Vietnamese American Kristopher Larsen learned he was not a U.S. citizen when he was in Washington State prison serving time for kidnapping – and he was confronted with the possibility of deportation. He was in his early forties and had never thought of himself as anything but a U.S. citizen.
Larsen is one of thousands of foreign nationals adopted by American parents who do not have U.S. citizenship status because their parents did not follow through on naturalization.
He was only four when he left Vietnam to begin a new life as the adopted son of an American military family.
It was 1975. With the imminent end of the Vietnam War, President Gerald Ford ordered the evacuation of Vietnamese orphans during a mission known as Operation Babylift. Larsen was one of those children.
“To be honest I don’t have any memories,” Larsen says. “When I was a child … every time a plane would fly overheard, I would get scared and I would run.”
After his adoption, he was raised in what he called “an all American family” in Guam and Alaska.
ICE comes calling
Larsen had no reason to think he was not a citizen. He had a social security number and a green card. He attended the University of Alaska Anchorage and embarked on an IT career. In time, he married, had two children and moved to Seattle, Washington in the northwestern U.S.
“At one time, I had everything I could possibly want,” he said.
Until he didn’t.
After a tumultuous time in his marriage, followed by a drinking binge, Larsen’s wife took the children and left.
“It kind of drove me over the deep end …and I decided that I would have a suicide by cop. I did that by kidnapping somebody else,” he said. According to documents and local reports, he snatched a 9-year-old and then called her parents to demand money.
A King County Superior Court judge sentenced Larson to 12 years in prison for what he said in local press reports was one of the most "cold and heartless crimes imaginable."
Larsen was well into his sentence, teaching mathematics and Japanese to other inmates when U.S. Immigration and Customs Enforcement (ICE) found him.
“I was called into the counselor's office, and they told me that I would lose my job in prison. I wouldn't be able to do any educational services. Basically all the rights that a typical inmate would have I ended up losing because I was told that I have an order of deportation,” he said.

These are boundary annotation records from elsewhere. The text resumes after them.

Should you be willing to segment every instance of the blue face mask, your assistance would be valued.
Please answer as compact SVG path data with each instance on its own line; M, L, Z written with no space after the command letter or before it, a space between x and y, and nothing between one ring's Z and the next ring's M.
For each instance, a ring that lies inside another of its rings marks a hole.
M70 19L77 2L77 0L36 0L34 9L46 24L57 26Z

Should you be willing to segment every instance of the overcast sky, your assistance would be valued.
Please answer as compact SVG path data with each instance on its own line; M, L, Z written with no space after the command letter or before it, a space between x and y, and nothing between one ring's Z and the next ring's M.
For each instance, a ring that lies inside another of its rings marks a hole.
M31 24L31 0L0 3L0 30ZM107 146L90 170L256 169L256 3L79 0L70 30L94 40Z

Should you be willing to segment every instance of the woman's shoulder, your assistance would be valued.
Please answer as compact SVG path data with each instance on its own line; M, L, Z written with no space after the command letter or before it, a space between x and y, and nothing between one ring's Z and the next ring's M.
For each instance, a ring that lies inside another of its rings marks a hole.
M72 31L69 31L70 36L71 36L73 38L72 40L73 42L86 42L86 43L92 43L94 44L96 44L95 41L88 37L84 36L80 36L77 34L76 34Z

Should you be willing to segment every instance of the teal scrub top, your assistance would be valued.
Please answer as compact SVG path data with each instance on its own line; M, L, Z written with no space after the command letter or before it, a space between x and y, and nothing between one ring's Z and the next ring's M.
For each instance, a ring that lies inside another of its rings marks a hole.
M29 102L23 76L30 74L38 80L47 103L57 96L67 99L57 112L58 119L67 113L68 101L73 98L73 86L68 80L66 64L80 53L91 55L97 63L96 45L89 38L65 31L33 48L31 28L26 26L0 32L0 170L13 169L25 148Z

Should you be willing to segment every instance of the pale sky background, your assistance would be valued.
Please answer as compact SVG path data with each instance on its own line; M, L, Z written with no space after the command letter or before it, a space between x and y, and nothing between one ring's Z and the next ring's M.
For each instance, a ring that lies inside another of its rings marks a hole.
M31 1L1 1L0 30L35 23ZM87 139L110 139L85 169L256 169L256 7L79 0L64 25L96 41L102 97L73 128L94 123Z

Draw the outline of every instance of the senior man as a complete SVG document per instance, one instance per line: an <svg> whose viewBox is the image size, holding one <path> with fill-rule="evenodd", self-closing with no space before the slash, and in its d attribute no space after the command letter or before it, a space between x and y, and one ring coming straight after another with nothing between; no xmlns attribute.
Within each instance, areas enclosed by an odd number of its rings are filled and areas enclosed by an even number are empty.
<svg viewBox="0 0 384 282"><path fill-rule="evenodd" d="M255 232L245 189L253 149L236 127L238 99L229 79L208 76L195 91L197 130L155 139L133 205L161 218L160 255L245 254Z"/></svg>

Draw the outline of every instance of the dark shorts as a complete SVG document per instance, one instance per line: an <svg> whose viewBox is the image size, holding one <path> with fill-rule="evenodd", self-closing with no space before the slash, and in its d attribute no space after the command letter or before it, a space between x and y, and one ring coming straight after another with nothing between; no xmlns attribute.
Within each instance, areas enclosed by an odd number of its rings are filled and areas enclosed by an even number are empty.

Larsen was moved from state prison to an ICE detention center.
Adoptees in limbo
“My family was like, ‘You're adopted. You’re a citizen. You’ve been in our family since [19]75.’” Larsen’s parents had just assumed that adoption made him a citizen.
But to the American government, Larsen was a Vietnamese national considered legally undocumented with a criminal record. He found it baffling.
“I’m registered for the draft. I’ve always paid my taxes. Have gone to school here. So why wouldn’t I be a citizen?” Larsen asked.
Since the 1940s, some 350,000 children have been adopted from overseas by U.S. citizens, according to Becky Belcore, co-director of the Korean American Resource and Cultural Center (NAKASEC) which runs the Adoptee Rights Campaign.
Belcore says the burden to secure the children’s American naturalization rested on adoptive parents, which is why in 2001 Congress passed a law giving automatic citizenship to adoptees from other countries. The legislation, however, only applies to people born after 1983 – too late for Larsen and some 35,000 other adoptees, most of them without criminal backgrounds.
Before the law, parents often did not know the burden was on them to see that their adopted children became citizens.
“Or they knew, but the process was so expensive and so cumbersome and they had already gone through an extensive and expensive adoption process they just didn’t do it. … Or that adoptees had been placed in abusive houses, so their adoptive parents just didn’t do it,” Belcore said.
“And they sometimes don’t find out until they apply for a public benefit, get a home or student loan … or they get placed in deportation proceedings” after going through the criminal justice system.
To fill in the loophole, the Adoptee Rights Campaign is promoting the Adoptee Citizenship Act. The bill stalled in Congress during the election last year, because, Belcore says, no one wanted to touch anything immigration related. But advocates are working to reintroduce it.
Deportation order
Larsen served his term in detention and was released in 2015. But the deportation order stands. Larsen could easily be deported - if Vietnam would take him back.
At the moment, the U.S. does not have an applicable repatriation agreement with Vietnam. In a 2008 agreement, Vietnam only agreed to take back citizens who came to the U.S. after 1995.
But that could change. President Donald Trump has targeted so-called “recalcitrant” countries in his January 25 executive order “Enhancing Public Safety in the Interior of the United States,” calling on the Secretary of State to impose “consequences” on countries that refuse to take their nationals back.
These consequences range from formal diplomatic communications to visa sanctions, ICE told VOA. ICE declined to supply VOA with a current list of recalcitrant countries.
But as of May 6, ICE says, there were 8,534 Vietnamese nationals with final orders of removal.
Since his release, Larsen has been required to show up for regular check-ins, and he has done so, according to ICE.
He works at the nonprofit Urban League of Metropolitan Seattle and spoke to VOA from their headquarters.